A: UF Health Shands Children’s Hospital is at a major inflection point in its history, and this is a fabulous time to be here. I see many opportunities to help the division of pediatric neurology grow and diversify. I am also intrigued by the opportunity to help build an integrated pediatric neuromuscular group, with strengths in both clinical care and laboratory research. There is a great need for high quality health care among children and adolescents with neuromuscular disorders such as muscular dystrophy, myasthenia gravis and various nerve disorders. I am excited about the opportunity to collaborate on research projects with a top-notch neuromuscular research group that is already in place at UF Health Shands Children’s Hospital. I hope that my research activities will help advance the health of children through discoveries in the genetic underpinnings of muscular dystrophy.
Q: So far, what do you enjoy most about working at UF Health Shands Children’s Hospital?
A: UF Health Shands Children’s Hospital is the most dynamic place I have worked. There is a palpable sense of pride and purpose among all the colleagues I have met. I walk in to work every morning eager to begin the day and contribute what I can to our progress.
Q: What has been your proudest moment in medicine?
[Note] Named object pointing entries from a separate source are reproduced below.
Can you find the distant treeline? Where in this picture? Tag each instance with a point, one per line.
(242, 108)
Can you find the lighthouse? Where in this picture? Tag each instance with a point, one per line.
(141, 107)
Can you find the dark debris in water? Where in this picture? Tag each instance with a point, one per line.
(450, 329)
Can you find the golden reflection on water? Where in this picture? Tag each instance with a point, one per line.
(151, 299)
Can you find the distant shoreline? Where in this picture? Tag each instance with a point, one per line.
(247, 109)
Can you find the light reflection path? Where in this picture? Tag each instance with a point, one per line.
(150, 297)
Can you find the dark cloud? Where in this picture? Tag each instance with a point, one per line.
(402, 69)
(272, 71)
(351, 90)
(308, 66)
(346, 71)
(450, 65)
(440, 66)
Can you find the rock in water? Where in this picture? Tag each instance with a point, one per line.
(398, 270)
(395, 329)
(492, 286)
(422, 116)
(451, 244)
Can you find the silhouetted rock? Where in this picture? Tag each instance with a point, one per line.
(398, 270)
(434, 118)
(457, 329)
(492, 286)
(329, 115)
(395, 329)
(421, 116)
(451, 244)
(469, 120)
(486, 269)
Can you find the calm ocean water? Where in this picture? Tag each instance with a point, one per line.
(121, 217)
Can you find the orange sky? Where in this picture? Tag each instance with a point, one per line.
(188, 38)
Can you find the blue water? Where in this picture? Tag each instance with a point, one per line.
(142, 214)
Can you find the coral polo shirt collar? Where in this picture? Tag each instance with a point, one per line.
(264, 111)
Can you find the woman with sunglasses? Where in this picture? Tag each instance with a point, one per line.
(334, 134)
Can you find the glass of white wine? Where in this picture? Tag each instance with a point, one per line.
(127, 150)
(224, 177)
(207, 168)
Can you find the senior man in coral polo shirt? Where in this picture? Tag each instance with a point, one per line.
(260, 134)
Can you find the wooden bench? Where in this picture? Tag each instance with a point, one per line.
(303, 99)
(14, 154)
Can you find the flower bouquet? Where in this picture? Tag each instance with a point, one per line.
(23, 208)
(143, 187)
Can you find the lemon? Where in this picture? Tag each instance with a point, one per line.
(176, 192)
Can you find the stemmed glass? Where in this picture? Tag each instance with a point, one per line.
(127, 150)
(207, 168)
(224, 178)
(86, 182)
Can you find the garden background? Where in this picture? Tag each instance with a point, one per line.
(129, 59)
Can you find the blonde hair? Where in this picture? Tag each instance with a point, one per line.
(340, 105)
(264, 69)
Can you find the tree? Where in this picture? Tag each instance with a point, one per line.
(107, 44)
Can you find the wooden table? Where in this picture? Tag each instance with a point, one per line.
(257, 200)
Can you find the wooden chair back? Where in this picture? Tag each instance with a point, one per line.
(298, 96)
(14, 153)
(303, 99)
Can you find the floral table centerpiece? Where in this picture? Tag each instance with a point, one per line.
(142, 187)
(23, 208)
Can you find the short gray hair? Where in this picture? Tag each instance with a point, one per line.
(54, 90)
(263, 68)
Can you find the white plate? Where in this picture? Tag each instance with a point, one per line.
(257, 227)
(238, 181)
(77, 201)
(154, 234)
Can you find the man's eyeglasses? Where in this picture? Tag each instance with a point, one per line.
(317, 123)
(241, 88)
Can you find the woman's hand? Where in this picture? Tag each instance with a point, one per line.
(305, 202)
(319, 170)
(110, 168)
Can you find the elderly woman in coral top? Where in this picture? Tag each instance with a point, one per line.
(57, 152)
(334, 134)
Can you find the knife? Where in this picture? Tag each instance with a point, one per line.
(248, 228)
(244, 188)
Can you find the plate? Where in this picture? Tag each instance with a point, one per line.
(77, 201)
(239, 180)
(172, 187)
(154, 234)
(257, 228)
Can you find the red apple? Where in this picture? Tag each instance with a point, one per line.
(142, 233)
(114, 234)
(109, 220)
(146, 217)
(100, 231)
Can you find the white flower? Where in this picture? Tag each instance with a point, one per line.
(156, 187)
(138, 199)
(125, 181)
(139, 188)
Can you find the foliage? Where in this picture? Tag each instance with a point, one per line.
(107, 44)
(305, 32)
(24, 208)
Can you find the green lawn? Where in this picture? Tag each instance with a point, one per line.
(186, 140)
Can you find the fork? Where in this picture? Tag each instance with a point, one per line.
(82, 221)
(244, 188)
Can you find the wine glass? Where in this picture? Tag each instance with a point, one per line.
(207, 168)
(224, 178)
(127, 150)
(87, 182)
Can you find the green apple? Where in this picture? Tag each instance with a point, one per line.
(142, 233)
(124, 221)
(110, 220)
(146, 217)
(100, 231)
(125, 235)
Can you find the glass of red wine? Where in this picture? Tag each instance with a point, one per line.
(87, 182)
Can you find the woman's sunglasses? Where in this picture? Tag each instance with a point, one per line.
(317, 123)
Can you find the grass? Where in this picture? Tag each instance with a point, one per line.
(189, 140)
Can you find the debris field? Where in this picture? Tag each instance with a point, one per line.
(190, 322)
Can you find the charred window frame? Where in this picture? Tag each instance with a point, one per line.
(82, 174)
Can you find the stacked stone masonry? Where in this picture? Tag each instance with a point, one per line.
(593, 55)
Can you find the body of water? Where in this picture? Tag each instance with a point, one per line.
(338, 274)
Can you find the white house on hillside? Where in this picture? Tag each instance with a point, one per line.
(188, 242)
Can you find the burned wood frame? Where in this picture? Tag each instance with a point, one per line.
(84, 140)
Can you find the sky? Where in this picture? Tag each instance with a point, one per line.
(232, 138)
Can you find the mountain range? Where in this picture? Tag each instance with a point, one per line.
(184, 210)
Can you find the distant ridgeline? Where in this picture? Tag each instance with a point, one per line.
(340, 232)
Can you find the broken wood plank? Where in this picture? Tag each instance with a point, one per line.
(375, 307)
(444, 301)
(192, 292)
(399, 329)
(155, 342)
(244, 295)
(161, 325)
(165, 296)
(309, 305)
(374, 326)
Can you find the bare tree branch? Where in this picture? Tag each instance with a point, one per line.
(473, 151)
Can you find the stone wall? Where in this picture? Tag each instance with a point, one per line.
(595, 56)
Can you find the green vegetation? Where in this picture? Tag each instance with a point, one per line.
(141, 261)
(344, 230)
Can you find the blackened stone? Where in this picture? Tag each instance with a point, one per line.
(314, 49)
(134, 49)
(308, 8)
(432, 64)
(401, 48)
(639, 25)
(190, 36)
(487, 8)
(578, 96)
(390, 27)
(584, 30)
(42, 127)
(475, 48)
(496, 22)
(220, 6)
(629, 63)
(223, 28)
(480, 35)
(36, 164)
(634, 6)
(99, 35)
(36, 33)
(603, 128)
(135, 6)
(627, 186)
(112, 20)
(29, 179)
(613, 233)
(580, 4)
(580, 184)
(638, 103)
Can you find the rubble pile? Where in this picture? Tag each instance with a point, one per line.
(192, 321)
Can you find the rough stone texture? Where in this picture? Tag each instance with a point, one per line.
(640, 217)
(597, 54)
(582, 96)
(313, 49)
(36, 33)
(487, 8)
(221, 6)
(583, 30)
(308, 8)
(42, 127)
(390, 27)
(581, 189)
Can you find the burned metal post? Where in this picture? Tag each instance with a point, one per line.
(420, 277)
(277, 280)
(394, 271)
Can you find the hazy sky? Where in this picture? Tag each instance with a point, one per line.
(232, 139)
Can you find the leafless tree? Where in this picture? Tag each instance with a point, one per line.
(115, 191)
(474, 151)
A: I took care of a boy who was very ill with a neuromuscular disorder and who stayed in the hospital for an extended period. Once he was stabilized, he was finally discharged, and I saw him a few weeks later in clinic. As I was escorting him and his mother to the exam room, he asked me with a big grin if I had missed him. I couldn’t help smiling back. I understood only then how much of a bond we had forged during that stressful and frightening hospital stay.
Q: What are some things you hope to accomplish as the new pediatric neurology chief?
A: I feel very fortunate that we already have in place an outstanding team of pediatric neurologists, residents, nurse practitioners, nurses and administrative staff. I would like to help build on that core with an expansion of our ranks in all these categories. By doing so, we can offer better access and more subspecialty clinics to children with neurological diseases.
Q: What do you do for relaxation or recreation?
A: I’d like to resume a regular exercise schedule as I settle in. I enjoy jogging and tennis, and there are many opportunities to do both in Gainesville.
Q: Are there any other topics you’d like to discuss, or insight you’d like to share?
A: I enjoy living in a college town; Gainesville is a wonderful place to be.